Not needed when free RAM >=5 * your_file_size (uncompressed,
sum of paired ends).
When chunk_size=256, memory=16 it will load 256 * 16 * 1024
reads each chunk (use ~20 GB for 100bp paired end).
-v, --version show program's version number and exit
ribodetector_cpu -t 20 \
-l 100 \
-i inputs/reads.1.fq.gz inputs/reads.2.fq.gz \
-e rrna \
--chunk_size 256 \
-o outputs/reads.nonrrna.{1,2}.fq.gz
The above command line excutes ribodetector for paired-end reads with length 100 using 20 CPU cores.
usage: ribodetector_cpu [-h] [-c CONFIG] -l LEN -i [INPUT [INPUT ...]]

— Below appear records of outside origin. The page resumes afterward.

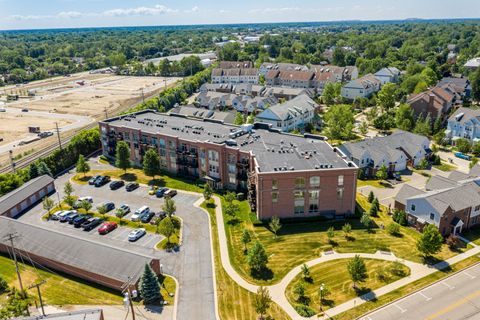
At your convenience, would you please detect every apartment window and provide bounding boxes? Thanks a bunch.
[338,175,343,187]
[310,177,320,188]
[272,179,278,190]
[272,192,278,203]
[295,177,305,189]
[337,188,343,200]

-o [OUTPUT [OUTPUT ...]] [-r [RRNA [RRNA ...]]] [-e {rrna,norrna,both,none}]
[-t THREADS] [--chunk_size CHUNK_SIZE] [-v]
rRNA sequence detector
optional arguments:
-h, --help show this help message and exit
-c CONFIG, --config CONFIG
Path of config file
-l LEN, --len LEN Sequencing read length, should be not smaller than 50.

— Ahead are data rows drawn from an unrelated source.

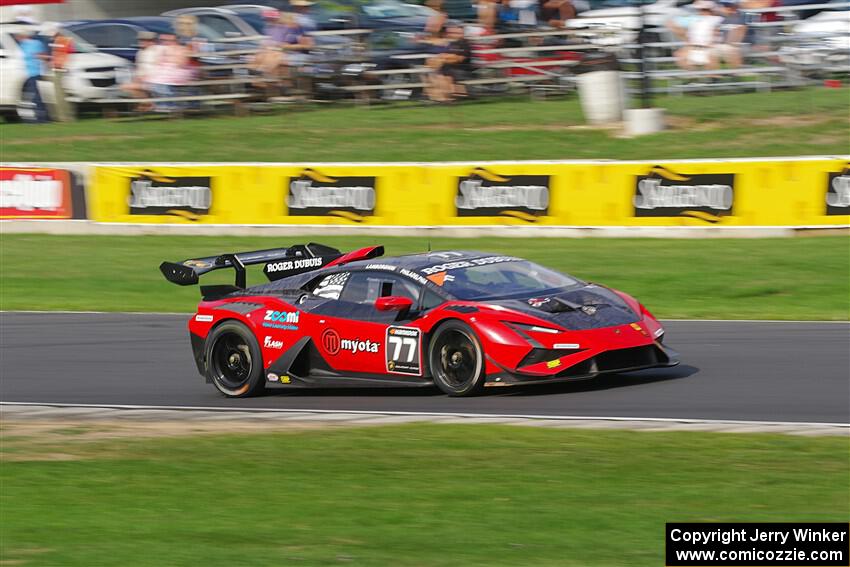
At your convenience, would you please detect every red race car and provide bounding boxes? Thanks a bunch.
[160,243,678,397]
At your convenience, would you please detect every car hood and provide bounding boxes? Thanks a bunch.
[487,284,640,330]
[68,53,130,70]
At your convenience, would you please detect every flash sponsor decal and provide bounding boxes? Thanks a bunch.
[286,168,377,222]
[455,167,550,222]
[263,309,300,331]
[385,327,422,376]
[632,165,735,223]
[826,162,850,219]
[127,170,212,221]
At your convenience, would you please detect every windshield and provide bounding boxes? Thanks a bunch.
[428,257,583,301]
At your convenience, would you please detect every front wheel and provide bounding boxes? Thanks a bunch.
[428,321,484,396]
[206,321,265,398]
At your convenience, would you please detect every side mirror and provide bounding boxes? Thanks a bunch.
[375,295,413,313]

-i [INPUT [INPUT ...]], --input [INPUT [INPUT ...]]
Path of input sequence files (fasta and fastq), the second
file will be considered as second end if two files given.

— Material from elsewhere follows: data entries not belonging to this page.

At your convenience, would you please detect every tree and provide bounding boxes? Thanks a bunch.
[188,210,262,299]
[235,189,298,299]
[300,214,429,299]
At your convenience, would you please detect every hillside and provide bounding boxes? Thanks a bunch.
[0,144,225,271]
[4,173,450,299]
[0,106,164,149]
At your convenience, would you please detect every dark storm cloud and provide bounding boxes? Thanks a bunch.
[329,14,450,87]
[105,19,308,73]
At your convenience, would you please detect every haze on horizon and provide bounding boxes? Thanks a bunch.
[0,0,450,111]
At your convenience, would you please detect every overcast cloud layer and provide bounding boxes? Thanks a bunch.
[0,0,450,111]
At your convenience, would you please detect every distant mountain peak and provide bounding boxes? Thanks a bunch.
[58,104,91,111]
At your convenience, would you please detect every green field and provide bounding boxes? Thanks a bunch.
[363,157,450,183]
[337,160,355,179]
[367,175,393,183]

-o [OUTPUT [OUTPUT ...]], --output [OUTPUT [OUTPUT ...]]
Path of the output sequence files after rRNAs removal (same
number of files as input).
(Note: 2 times slower to write gz files)
-r [RRNA [RRNA ...]], --rrna [RRNA [RRNA ...]]
Path of the output sequence file of detected rRNAs (same
number of files as input)
-e {rrna,norrna,both,none}, --ensure {rrna,norrna,both,none}
Only output certain sequences with high confidence
norrna: output non-rRNAs with high confidence, remove as many
rRNAs as possible;
rrna: vice versa, output rRNAs with high confidence;
both: both non-rRNA and rRNA prediction with high confidence;
none: give label based on the mean probability of read pair.
(Only applicable for paired end reads, discard the read
pair when their predicitons are discordant)
-t THREADS, --threads THREADS
number of threads to use. (default: 10)
--chunk_size CHUNK_SIZE
chunk_size * threads reads to process per thread.(default:
1024)
When chunk_size=1024 and threads=20, each process will load
1024 reads, in total consumming ~20G memory.
-v, --version show program's version number and exit
The scripts from the base
dir were from the template pytorch-template
by Victor Huang and other contributors.